Creating hospitalist positions also could benefit an integrated delivery system by enhancing the continuity of care and improving communication between the hospital staff and physicians, says Randy Killian, MBA, MS, executive vice president of American Association of Integrated Healthcare Delivery Systems in Glen Allen, VA. The nonprofit health care association advises health care groups on how to be successful with managed care and an integrated delivery system.
"Assuming that your hospitalist is working five or six days a week making rounds, you have the same continuity of care, with the same provider making visits and interacting with the patient all week," Killian says.

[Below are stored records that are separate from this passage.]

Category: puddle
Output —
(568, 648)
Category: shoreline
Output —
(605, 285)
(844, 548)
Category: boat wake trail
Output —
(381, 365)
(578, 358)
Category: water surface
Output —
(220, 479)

He gives this example of how this continuity can lower costs by eliminating duplication of services and referrals to specialists: "A lot of times if a physician walks into a patient’s room and talks with Mrs. Bailey, Mrs. Bailey might say I have chest pains,’ and then the physician will order a referral to a cardiologist," Killian says. "He might not know that the previous day the doctor making rounds issued an EKG and everything was normal."
Killian says the hospitalist likely saw Mrs. Bailey the previous day, so he would know that her heart is all right.
Hospitalists also will get to know the hospital staff and become part of the team in an integrated delivery system, Killian adds.